A friend told me to apply for OAS immediately, even though everything is reclaimed. I’m concerned about the tax consequences.
Old-age security (AHV) can begin as early as age 65 or be deferred until age 70. For each month of deferral, the pension increases by 0.6% (7.2% on an annual basis). To be clear, that doesn’t mean there’s a 7.2% return if you defer OAS. You give up one year of retirement in order to receive a 7.2% higher lifetime pension.
If you look at the cumulative pension payments from the AHV, if you postpone it by one year, you will have catching up to do in the next 13 years. In other words, if you defer your OAS to age 66, it will take until age 78 before you get more cumulative OAS than if you start at age 65.

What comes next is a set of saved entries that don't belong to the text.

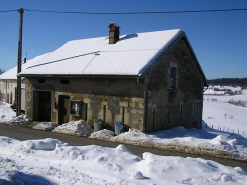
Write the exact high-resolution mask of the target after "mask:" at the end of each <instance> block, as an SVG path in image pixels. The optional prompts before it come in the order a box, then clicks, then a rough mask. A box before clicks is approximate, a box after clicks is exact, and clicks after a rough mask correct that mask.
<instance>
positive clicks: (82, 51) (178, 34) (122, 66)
mask: <svg viewBox="0 0 247 185" xmlns="http://www.w3.org/2000/svg"><path fill="white" fill-rule="evenodd" d="M183 33H184V32H183V31H182V30H180V29H175V30H166V31H156V32H146V33H135V34H127V35H123V36H120V39H119V41H118V42H117V43H116V44H108V43H109V38H108V37H99V38H90V39H82V40H74V41H70V42H68V43H66V44H64V45H63V46H62V47H60V48H58V49H57V50H55V51H54V52H52V53H51V54H50V55H48V56H46V57H44V58H42V59H41V60H39V61H37V62H36V63H34V64H33V65H31V66H29V67H28V68H26V69H25V70H23V71H22V72H21V73H20V75H21V76H29V75H127V76H140V75H141V74H142V73H143V71H144V70H145V69H146V68H147V67H148V66H149V65H151V64H152V62H153V61H154V60H155V58H156V57H158V56H160V54H161V52H163V51H164V50H165V49H166V48H168V47H169V46H170V45H171V44H172V42H173V41H174V40H175V39H176V38H178V37H179V36H180V35H181V34H183Z"/></svg>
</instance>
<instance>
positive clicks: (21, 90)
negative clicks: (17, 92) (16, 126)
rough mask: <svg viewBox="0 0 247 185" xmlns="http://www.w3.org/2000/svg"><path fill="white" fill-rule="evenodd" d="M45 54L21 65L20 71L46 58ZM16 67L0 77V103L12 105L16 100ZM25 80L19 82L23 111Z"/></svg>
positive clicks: (16, 71) (39, 56)
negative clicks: (42, 59) (43, 57)
mask: <svg viewBox="0 0 247 185" xmlns="http://www.w3.org/2000/svg"><path fill="white" fill-rule="evenodd" d="M47 55H48V53H47V54H44V55H40V56H37V57H35V58H33V59H31V60H28V61H26V59H24V62H23V63H22V66H21V67H22V70H25V69H26V68H27V67H29V66H30V65H32V64H33V63H35V62H37V61H39V60H40V59H41V58H43V57H45V56H47ZM16 75H17V67H14V68H12V69H10V70H8V71H6V72H4V73H3V74H1V75H0V101H2V102H5V103H9V104H13V103H14V102H15V98H16V87H17V76H16ZM25 94H26V93H25V80H24V79H22V81H21V102H23V103H22V104H21V109H22V110H23V111H25Z"/></svg>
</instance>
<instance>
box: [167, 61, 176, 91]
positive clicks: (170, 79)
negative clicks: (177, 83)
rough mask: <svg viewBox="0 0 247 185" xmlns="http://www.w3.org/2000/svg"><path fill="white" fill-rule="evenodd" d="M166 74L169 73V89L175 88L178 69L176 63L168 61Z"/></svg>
mask: <svg viewBox="0 0 247 185" xmlns="http://www.w3.org/2000/svg"><path fill="white" fill-rule="evenodd" d="M168 74H169V89H177V87H178V85H177V83H178V70H177V64H176V63H173V62H170V67H169V71H168Z"/></svg>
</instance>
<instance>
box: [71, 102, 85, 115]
mask: <svg viewBox="0 0 247 185" xmlns="http://www.w3.org/2000/svg"><path fill="white" fill-rule="evenodd" d="M81 105H82V102H81V101H73V100H72V101H71V102H70V114H71V115H73V116H81Z"/></svg>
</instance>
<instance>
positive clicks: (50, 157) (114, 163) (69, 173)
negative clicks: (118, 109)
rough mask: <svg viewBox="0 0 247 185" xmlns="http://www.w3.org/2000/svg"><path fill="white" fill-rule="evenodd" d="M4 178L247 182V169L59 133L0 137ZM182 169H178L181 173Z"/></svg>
mask: <svg viewBox="0 0 247 185" xmlns="http://www.w3.org/2000/svg"><path fill="white" fill-rule="evenodd" d="M0 164H1V165H0V184H7V185H8V184H42V185H43V184H66V185H68V184H78V185H79V184H99V185H104V184H122V185H127V184H132V185H133V184H137V185H141V184H145V185H146V184H150V185H151V184H152V185H154V184H156V185H158V184H160V185H164V184H169V185H175V184H205V185H206V184H207V185H210V184H212V185H213V184H222V185H223V184H236V185H237V184H246V182H247V173H246V172H245V171H244V170H243V169H242V168H239V167H235V168H232V167H226V166H223V165H220V164H219V163H216V162H214V161H209V160H204V159H201V158H189V157H187V158H182V157H163V156H157V155H154V154H151V153H143V157H142V158H140V157H137V156H135V155H133V154H131V153H130V151H129V150H128V148H126V147H125V146H124V145H119V146H118V147H116V148H106V147H100V146H94V145H91V146H80V147H75V146H69V145H68V144H67V143H62V142H60V141H58V140H56V139H44V140H29V141H23V142H20V141H17V140H14V139H11V138H7V137H0ZM178 174H179V175H178Z"/></svg>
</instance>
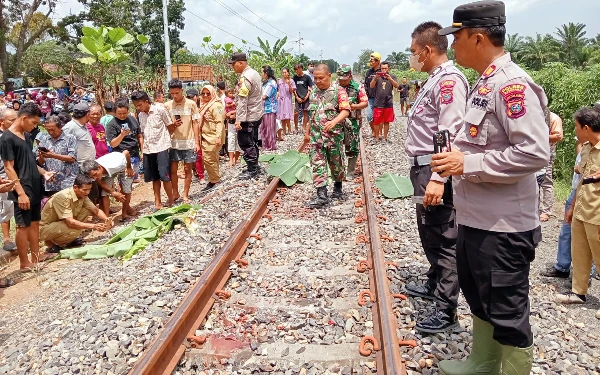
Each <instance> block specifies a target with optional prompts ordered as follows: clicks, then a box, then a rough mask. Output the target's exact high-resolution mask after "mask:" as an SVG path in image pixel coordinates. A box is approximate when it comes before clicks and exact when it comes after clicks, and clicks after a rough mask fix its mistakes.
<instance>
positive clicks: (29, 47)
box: [0, 0, 56, 85]
mask: <svg viewBox="0 0 600 375" xmlns="http://www.w3.org/2000/svg"><path fill="white" fill-rule="evenodd" d="M55 7H56V0H12V1H10V2H9V1H0V68H1V69H2V75H3V77H2V81H3V83H4V84H5V85H6V84H7V83H8V78H9V77H11V76H17V77H20V76H21V73H22V69H21V64H22V62H23V56H24V55H25V53H26V52H27V50H28V49H29V48H30V47H31V46H33V45H34V43H37V42H39V41H40V40H41V39H43V38H44V36H45V35H46V34H47V33H48V32H49V31H50V30H51V29H52V27H53V25H52V21H51V20H50V18H49V17H50V15H51V14H52V13H53V12H54V9H55ZM7 45H11V46H12V47H13V50H14V54H12V56H11V57H12V59H10V60H11V61H9V53H8V49H7Z"/></svg>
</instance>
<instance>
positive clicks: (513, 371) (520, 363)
mask: <svg viewBox="0 0 600 375" xmlns="http://www.w3.org/2000/svg"><path fill="white" fill-rule="evenodd" d="M532 362H533V345H531V346H530V347H529V348H516V347H514V346H508V345H502V373H501V374H502V375H529V374H530V372H531V366H532Z"/></svg>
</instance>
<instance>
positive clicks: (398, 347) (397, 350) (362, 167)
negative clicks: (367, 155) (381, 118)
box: [360, 134, 406, 375]
mask: <svg viewBox="0 0 600 375" xmlns="http://www.w3.org/2000/svg"><path fill="white" fill-rule="evenodd" d="M360 160H361V164H362V175H363V178H362V180H363V194H364V199H365V211H366V218H367V227H368V230H369V247H370V250H371V251H370V254H369V257H368V258H369V259H368V260H369V263H370V264H371V269H370V272H369V276H370V277H369V279H370V283H371V289H372V290H373V291H374V292H375V301H372V302H374V303H373V304H372V313H373V331H374V336H375V338H376V339H377V341H378V343H379V348H380V351H378V352H377V359H378V365H377V373H378V374H383V375H406V367H405V366H404V363H403V362H402V355H401V354H400V346H399V344H398V334H397V328H398V323H397V318H396V315H395V313H394V310H393V309H392V296H391V293H390V289H389V280H388V278H387V273H386V260H385V255H384V252H383V247H382V246H381V236H380V233H379V223H378V221H377V212H376V210H375V198H374V197H373V191H372V190H371V182H370V180H369V166H368V164H367V153H366V148H365V146H364V140H363V137H362V134H361V136H360ZM380 365H381V366H380Z"/></svg>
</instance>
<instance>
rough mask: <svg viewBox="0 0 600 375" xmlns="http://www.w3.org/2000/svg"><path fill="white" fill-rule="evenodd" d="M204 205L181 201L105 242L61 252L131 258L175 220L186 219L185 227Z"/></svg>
mask: <svg viewBox="0 0 600 375" xmlns="http://www.w3.org/2000/svg"><path fill="white" fill-rule="evenodd" d="M200 208H201V206H192V205H190V204H182V205H180V206H177V207H173V208H165V209H162V210H159V211H156V212H154V213H152V214H150V215H146V216H142V217H141V218H139V219H138V220H136V222H135V223H133V224H131V225H129V226H127V227H125V228H123V229H121V230H120V231H119V232H118V233H117V234H116V235H115V236H113V237H112V238H111V239H110V240H108V241H107V242H106V243H104V244H103V245H98V244H93V245H86V246H84V247H80V248H75V249H66V250H62V251H61V252H60V258H62V259H84V260H90V259H102V258H107V257H122V258H123V260H129V259H131V257H133V256H134V255H135V254H137V253H139V252H140V251H141V250H143V249H144V248H146V246H148V244H150V243H151V242H154V241H156V240H157V239H158V238H159V237H160V236H161V235H162V234H163V233H164V232H167V231H169V230H171V229H172V228H173V225H174V223H175V222H176V221H179V222H183V223H185V224H186V227H188V228H189V227H190V225H192V224H193V223H195V220H194V216H195V215H196V212H197V211H198V210H199V209H200Z"/></svg>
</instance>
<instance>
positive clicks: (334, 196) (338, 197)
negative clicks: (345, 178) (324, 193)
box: [331, 181, 344, 199]
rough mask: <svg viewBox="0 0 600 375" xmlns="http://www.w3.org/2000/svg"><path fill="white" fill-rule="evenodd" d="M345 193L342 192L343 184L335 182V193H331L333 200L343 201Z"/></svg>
mask: <svg viewBox="0 0 600 375" xmlns="http://www.w3.org/2000/svg"><path fill="white" fill-rule="evenodd" d="M343 197H344V192H343V191H342V182H341V181H340V182H335V183H334V185H333V193H331V199H342V198H343Z"/></svg>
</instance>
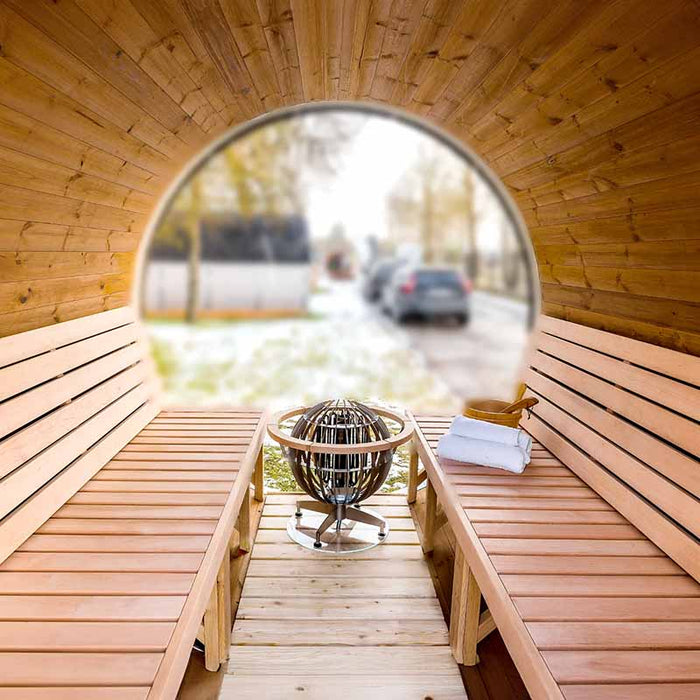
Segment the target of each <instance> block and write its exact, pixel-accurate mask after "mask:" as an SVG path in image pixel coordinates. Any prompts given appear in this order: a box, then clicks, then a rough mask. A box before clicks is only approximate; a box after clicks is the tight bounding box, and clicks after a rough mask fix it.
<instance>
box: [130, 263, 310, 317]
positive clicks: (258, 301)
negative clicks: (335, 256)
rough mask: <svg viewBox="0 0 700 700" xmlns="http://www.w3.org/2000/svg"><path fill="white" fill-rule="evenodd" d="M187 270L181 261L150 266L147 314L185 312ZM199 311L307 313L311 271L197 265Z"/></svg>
mask: <svg viewBox="0 0 700 700" xmlns="http://www.w3.org/2000/svg"><path fill="white" fill-rule="evenodd" d="M187 278H188V269H187V264H186V263H184V262H164V261H160V260H158V261H153V262H150V263H149V264H148V267H147V269H146V280H145V295H144V302H145V308H146V310H147V311H148V312H150V313H158V312H174V311H179V310H182V309H184V308H185V306H186V301H187ZM199 278H200V286H199V309H200V310H201V311H202V312H205V313H206V312H207V311H211V312H226V311H246V312H248V311H269V310H279V311H302V310H304V309H306V306H307V302H308V298H309V289H310V282H311V266H310V265H296V264H285V265H280V264H276V263H235V262H225V263H218V262H201V263H200V265H199Z"/></svg>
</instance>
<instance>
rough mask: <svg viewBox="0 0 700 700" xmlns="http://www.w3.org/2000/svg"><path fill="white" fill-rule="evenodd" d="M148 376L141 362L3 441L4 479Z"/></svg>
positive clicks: (116, 375) (1, 450)
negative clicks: (19, 467)
mask: <svg viewBox="0 0 700 700" xmlns="http://www.w3.org/2000/svg"><path fill="white" fill-rule="evenodd" d="M146 377H147V369H146V367H145V366H144V365H143V364H141V363H139V364H138V365H136V366H134V367H131V368H130V369H127V370H125V371H123V372H121V373H120V374H117V375H116V376H115V377H113V378H112V379H109V380H107V381H106V382H104V383H103V384H99V385H97V386H96V387H95V388H94V389H91V390H90V391H89V392H88V393H86V394H84V395H82V396H80V397H78V398H76V399H74V400H73V401H71V402H70V403H69V404H67V405H65V406H63V407H62V408H59V409H57V410H56V411H54V412H53V413H52V414H50V415H49V416H47V418H46V419H45V420H42V421H39V422H37V423H33V424H32V425H29V426H27V427H26V428H24V429H23V430H20V431H19V432H17V433H15V434H14V435H12V437H9V438H7V439H6V440H4V441H3V442H0V451H2V456H3V462H2V465H0V477H2V476H5V475H6V474H9V473H10V472H12V471H14V470H15V469H16V468H17V467H18V466H20V465H21V464H22V463H23V462H26V461H27V460H29V459H31V458H32V457H34V456H36V455H37V454H38V453H39V452H41V451H42V450H43V449H45V448H46V447H48V446H49V445H51V444H52V443H54V442H56V441H57V440H58V439H60V438H61V437H63V436H64V435H66V433H68V432H70V431H71V430H73V429H74V428H77V427H78V426H79V425H80V424H81V423H84V422H85V421H86V420H88V419H89V418H90V417H91V416H93V415H94V414H95V413H97V412H98V411H101V410H102V409H103V408H105V407H106V406H108V405H109V404H110V403H112V401H114V398H115V397H116V396H123V395H124V394H125V393H126V392H127V391H129V390H130V389H133V388H134V387H135V386H137V385H138V384H140V383H142V382H143V381H144V379H145V378H146Z"/></svg>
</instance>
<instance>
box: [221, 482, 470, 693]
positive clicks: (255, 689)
mask: <svg viewBox="0 0 700 700" xmlns="http://www.w3.org/2000/svg"><path fill="white" fill-rule="evenodd" d="M294 499H295V497H294V496H289V495H269V496H268V497H267V499H266V502H265V507H264V509H263V515H262V519H261V522H260V529H259V530H258V533H257V537H256V541H255V546H254V548H253V553H252V557H251V562H250V567H249V570H248V574H247V577H246V580H245V584H244V587H243V594H242V597H241V602H240V606H239V609H238V616H237V619H236V623H235V625H234V631H233V646H232V649H231V659H230V661H229V663H228V668H227V669H226V671H225V672H224V677H223V683H222V686H221V694H220V697H221V698H226V699H229V698H230V699H234V698H235V700H245V699H246V698H255V700H258V699H259V698H263V697H264V698H266V699H269V700H275V699H277V698H279V699H282V698H284V699H287V698H292V697H299V698H313V699H316V698H324V700H325V698H327V697H328V696H329V695H330V696H333V694H334V692H335V691H339V690H340V689H342V696H343V698H344V699H345V700H352V699H353V698H358V699H359V698H363V699H365V698H368V699H371V698H382V699H384V700H387V699H388V700H390V699H392V698H396V699H397V700H398V699H399V698H400V699H401V700H412V699H413V698H415V699H416V700H418V699H420V700H423V699H424V698H426V697H430V698H433V699H434V700H448V699H449V700H452V699H455V700H456V699H457V698H465V697H466V693H465V691H464V686H463V684H462V680H461V676H460V673H459V670H458V668H457V665H456V664H455V662H454V660H453V659H452V656H451V654H450V649H449V645H448V638H447V627H446V625H445V621H444V618H443V615H442V611H441V609H440V605H439V603H438V600H437V598H436V596H435V589H434V587H433V582H432V579H431V576H430V571H429V568H428V566H427V564H426V562H425V561H424V559H423V555H422V552H421V549H420V546H419V544H418V537H417V534H416V531H415V527H414V523H413V519H412V518H411V514H410V511H409V509H408V507H407V505H406V501H405V496H377V497H375V498H374V499H372V500H370V501H369V502H368V504H370V505H374V507H375V509H376V510H377V511H379V512H380V513H383V514H384V515H385V516H387V517H390V518H391V528H392V530H391V533H390V535H389V539H388V540H387V542H386V544H383V545H380V546H379V547H376V548H374V549H371V550H368V551H367V552H364V553H360V554H354V555H349V556H347V557H342V558H341V557H336V556H327V555H322V554H318V553H314V552H310V551H308V550H306V549H303V548H302V547H300V546H298V545H296V544H294V543H293V542H291V541H290V540H289V539H288V537H287V533H286V525H287V519H288V518H289V516H290V515H291V514H292V513H293V511H294Z"/></svg>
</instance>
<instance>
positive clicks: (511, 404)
mask: <svg viewBox="0 0 700 700" xmlns="http://www.w3.org/2000/svg"><path fill="white" fill-rule="evenodd" d="M525 388H526V387H525V385H524V384H522V385H521V386H520V389H519V391H518V395H517V396H516V401H515V403H513V402H509V401H498V400H496V399H472V400H470V401H467V403H466V405H465V406H464V415H465V416H467V417H468V418H476V420H484V421H487V422H488V423H496V424H497V425H505V426H507V427H508V428H517V427H518V426H519V425H520V419H521V418H522V415H523V411H525V410H529V409H530V408H532V407H533V406H534V405H535V404H536V403H538V400H537V399H536V398H535V397H534V396H530V397H528V398H527V399H523V398H522V396H523V394H524V393H525ZM505 408H508V411H507V412H504V410H503V409H505Z"/></svg>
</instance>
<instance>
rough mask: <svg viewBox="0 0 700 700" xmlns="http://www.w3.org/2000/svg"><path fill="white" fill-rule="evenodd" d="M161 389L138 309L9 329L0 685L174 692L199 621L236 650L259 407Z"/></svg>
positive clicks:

If you defer your OAS to age 70, it would only take you 11 years until you’re 81 to catch up on the cumulative payments, but you’re getting that much older and also have less time to catch up.
There is a time value for money, so getting a dollar today is better than getting a dollar next year. That’s because you can invest that dollar or not take so much of your other investments and keep them invested. As a result, depending on the assumptions used, you may have to live well into your 80’s to be better off once you have deferred OAS.
When will OAS be reclaimed?
For a high earner like you, Greg, there’s no incentive to start retirement early. That’s because it’s means-tested, with a partial pension cut for those whose net income exceeds $81,761, with a full payback if income exceeds $133,141. This payback, or clawback, is calculated at 15 cents for every dollar your income exceeds the lower end of this threshold.
With an income of $200,000, you would be well above the high end of the threshold. A high-income 65-year-old should probably consider deferring their OAS until their income falls, or until age 70.